I'm developing a .Net Webform application, with heavy use of web services to communicate with an outside-server database.
So, I'm trying to find the best way to deal with disconnections and failures when calling a WS method.
For now, I've made a proxy function -kind of a layer- for every WS method I call, that repeats the specific WS call in a loop until it cames out successfully.
For Both Sync and Async calls, I've solved my problem, but I added an annoying extra layer to my WebService layer, with extra maintenance, and a lot of redu开发者_JS百科ndant code.
I refuse to believe there's not an existing solution for this standard situation, but can't find it anywhere.
Any Ideas?
Following, an example of my extra layer (Sync):
public static int WsMethod(string param1, int param2)
{
while(true)
{
try
{
return new Webpoint().WsMethod(param1, param2);
}
catch (Exception)
{
Thread.Sleep(new TimeSpan(0, 0, sleep_seconds));
}
}
}
And Async:
public static void WsMethodAsync(string param1, int param2, WsMethodCompletedEventHandler handler)
{
while (true)
{
try
{
var server = new Webpoint();
server.WsMethodAsyncCompleted += delegate(object sender, WsMethodAsyncCompletedEventArgs args)
{
if (args.Error != null)
{
Thread.Sleep(new TimeSpan(0, 0, sleep_seconds));
this.WsMethodAsync(param1, param2, handler);
}
else
{
handler(sender, args);
}
};
server.WsMethodAsyncAsync(param1, param2);
return;
}
catch (Exception)
{
Thread.Sleep(new TimeSpan(0, 0, sleep_seconds));
}
}
}
I would not recommend this pattern. If there is some problem with the parameters on your call this will run forever. Normaly I would catch the few expected exceptions (CommunicationException, SocketException, whatever you need) and return some status-code for this (Ok, or NoNetwork, or whatever). Or wrap up all expected exceptions into a MyCommunicationException and throw this (to hide implementation details from the caller and make exception-handling easier for it)

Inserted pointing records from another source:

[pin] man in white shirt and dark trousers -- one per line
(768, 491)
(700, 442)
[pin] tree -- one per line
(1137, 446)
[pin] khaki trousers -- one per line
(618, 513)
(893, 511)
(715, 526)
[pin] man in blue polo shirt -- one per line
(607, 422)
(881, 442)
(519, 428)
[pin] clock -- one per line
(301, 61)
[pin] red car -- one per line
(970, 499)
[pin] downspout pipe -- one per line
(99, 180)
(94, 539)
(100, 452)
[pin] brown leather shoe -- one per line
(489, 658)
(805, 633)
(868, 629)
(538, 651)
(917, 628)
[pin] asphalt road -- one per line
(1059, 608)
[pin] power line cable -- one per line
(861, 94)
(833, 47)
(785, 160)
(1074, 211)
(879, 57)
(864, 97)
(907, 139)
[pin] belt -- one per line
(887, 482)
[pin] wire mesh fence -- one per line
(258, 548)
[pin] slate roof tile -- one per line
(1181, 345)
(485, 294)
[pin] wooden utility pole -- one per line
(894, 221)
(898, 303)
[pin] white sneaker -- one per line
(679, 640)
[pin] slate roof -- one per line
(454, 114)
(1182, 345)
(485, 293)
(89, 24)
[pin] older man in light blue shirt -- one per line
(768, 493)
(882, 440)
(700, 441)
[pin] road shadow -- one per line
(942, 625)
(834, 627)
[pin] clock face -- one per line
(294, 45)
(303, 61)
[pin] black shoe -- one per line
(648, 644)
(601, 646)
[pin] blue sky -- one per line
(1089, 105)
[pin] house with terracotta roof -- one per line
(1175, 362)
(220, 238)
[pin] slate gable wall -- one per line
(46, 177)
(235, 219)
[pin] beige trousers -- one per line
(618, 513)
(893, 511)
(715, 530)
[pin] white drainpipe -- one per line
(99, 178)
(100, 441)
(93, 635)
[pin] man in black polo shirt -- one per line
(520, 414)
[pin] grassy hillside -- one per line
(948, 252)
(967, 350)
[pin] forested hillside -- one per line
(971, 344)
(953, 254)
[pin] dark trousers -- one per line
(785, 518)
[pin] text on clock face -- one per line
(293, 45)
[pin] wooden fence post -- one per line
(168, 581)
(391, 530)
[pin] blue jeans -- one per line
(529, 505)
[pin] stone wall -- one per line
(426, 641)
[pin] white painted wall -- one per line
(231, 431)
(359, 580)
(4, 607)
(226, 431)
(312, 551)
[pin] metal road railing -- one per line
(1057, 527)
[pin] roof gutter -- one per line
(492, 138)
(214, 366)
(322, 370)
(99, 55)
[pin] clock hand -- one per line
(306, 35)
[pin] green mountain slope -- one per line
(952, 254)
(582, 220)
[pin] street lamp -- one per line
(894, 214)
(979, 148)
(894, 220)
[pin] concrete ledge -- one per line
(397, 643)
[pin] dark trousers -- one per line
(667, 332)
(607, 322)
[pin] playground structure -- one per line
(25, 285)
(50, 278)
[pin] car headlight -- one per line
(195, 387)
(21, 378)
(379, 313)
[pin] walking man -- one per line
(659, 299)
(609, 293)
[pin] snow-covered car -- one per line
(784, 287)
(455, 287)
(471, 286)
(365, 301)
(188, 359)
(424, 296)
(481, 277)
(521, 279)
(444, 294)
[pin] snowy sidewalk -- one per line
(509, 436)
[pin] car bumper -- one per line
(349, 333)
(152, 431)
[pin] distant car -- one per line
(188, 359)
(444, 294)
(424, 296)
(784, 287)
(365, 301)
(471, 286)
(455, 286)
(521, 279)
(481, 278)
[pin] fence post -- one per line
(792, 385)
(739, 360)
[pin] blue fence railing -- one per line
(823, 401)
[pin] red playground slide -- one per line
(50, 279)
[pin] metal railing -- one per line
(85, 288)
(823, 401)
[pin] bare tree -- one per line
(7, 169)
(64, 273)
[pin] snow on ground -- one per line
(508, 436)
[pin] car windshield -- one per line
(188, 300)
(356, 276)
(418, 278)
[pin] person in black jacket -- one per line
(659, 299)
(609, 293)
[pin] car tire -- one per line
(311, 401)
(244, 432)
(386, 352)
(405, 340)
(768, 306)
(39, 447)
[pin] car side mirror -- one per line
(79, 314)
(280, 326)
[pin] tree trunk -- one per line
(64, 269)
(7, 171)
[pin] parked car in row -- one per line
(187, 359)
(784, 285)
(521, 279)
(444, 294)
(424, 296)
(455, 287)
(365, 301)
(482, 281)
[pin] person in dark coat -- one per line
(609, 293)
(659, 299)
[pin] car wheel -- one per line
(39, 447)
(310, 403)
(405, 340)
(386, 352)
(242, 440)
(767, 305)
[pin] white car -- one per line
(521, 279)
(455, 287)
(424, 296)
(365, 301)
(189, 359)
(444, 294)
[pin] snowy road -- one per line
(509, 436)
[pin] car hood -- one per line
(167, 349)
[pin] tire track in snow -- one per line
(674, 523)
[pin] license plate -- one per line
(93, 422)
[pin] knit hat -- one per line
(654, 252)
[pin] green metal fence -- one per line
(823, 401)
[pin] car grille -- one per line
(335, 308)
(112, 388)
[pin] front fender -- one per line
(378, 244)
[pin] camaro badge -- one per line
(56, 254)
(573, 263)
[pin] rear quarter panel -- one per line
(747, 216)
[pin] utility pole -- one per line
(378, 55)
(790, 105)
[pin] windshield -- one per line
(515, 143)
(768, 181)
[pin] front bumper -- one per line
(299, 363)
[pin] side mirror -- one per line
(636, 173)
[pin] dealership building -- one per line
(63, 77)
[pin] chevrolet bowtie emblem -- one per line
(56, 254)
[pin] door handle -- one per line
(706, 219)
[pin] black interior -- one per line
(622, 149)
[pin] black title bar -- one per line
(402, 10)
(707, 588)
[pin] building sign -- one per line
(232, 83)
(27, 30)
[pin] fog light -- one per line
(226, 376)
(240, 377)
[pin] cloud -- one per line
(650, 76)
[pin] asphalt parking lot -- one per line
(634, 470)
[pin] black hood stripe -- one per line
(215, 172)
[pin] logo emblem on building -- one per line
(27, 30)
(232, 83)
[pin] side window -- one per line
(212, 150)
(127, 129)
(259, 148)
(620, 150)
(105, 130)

But give the control back to the caller and let the caller decide how to go on. Don't catch the other unexpected exceptions or rethrow them.
The caller can then decide to try time and again or 3-times or whatever.

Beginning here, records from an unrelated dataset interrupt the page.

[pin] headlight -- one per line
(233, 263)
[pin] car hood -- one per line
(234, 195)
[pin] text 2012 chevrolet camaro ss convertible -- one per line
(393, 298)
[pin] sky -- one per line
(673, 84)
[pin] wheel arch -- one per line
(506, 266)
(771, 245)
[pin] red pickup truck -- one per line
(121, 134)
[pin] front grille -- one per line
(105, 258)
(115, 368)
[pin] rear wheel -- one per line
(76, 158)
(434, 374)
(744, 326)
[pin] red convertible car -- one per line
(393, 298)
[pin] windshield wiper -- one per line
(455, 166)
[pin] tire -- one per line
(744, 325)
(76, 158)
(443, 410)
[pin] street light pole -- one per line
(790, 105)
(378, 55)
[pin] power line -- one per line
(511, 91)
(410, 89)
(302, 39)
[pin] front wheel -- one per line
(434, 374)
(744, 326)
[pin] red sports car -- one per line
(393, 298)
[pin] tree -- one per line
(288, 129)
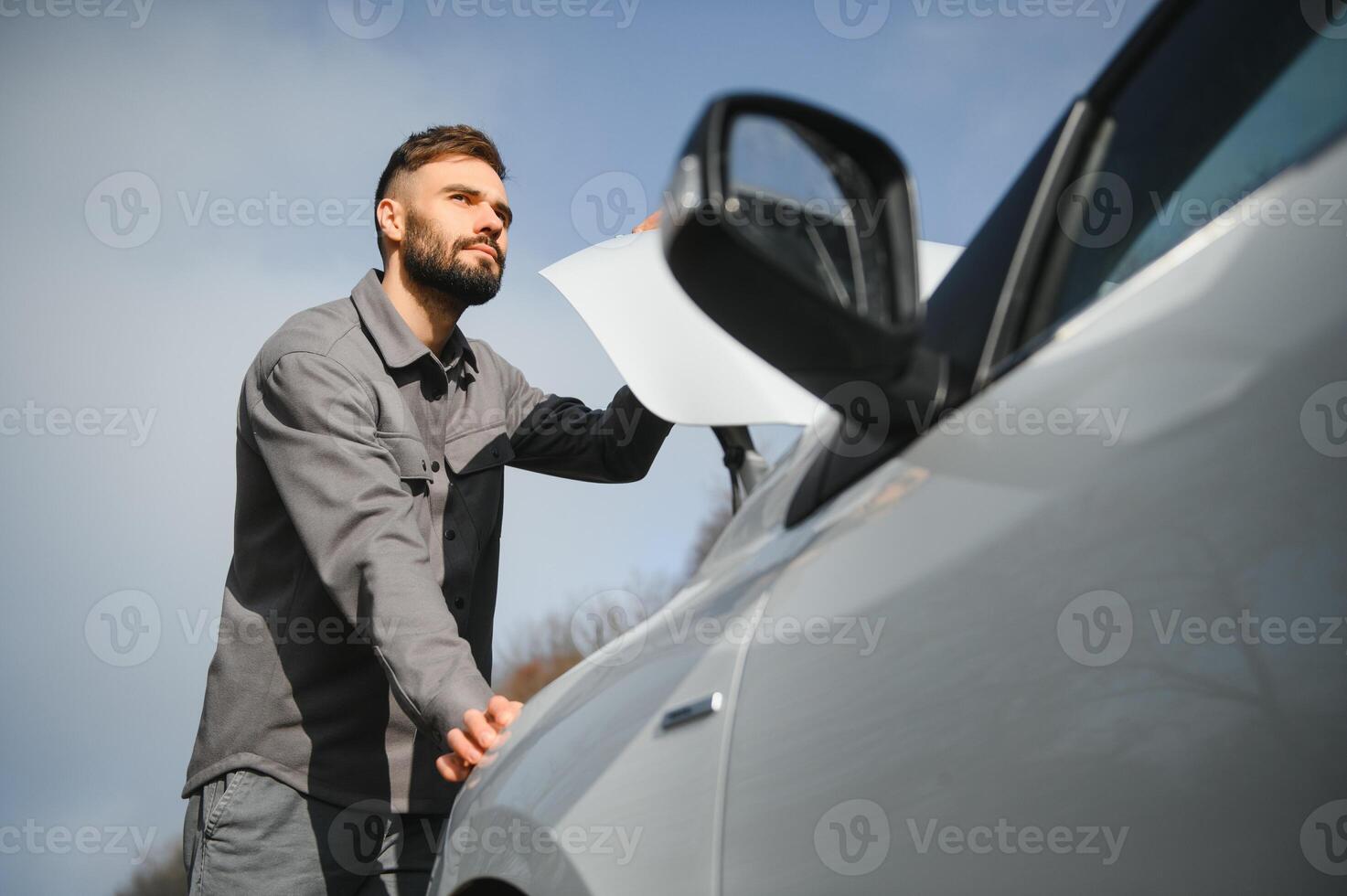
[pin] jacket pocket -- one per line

If something were genuinely wrong with the service, or the connection thereto, or the request being made, then this would repeat indefinitely without ever telling you what's wrong.
What are the implications of the service call failing? How often does it really fail? And, most importantly, for what reason does it fail? If the reason is something that can be fixed, it should be fixed. Not worked around.
As a simple example, if this back-end service call is something initiated by a user of the website (say, they're trying to fetch some data to edit) then if the call fails you just present an error to the user. Something like:
"I'm sorry, but that data is not available at this time. The support team has been notified of this problem. Please try your request again. If the problem persists, contact the help desk at 800-555-1234."
Now, this shouldn't just be a single generic error to show the user no matter what happens. The code needs to be robust enough to discern one kind of error from another. If the service is unreachable, this error applies. If the service is saying that the request is invalid, then there's something wrong either with that the user is doing or what your code is doing, and that needs to be fixed. Etc.
How you deal with the errors and maintain a usable application is ultimately up to you and the business overall. But I honestly can't recommend the approach you outline on the question. That approach doesn't solve anything, it just ignores the problem until it gets worse. You need to determine the root cause of the errors and address that, not ignore them.
Also, any time an error is suppressed/ignored, a kitten dies.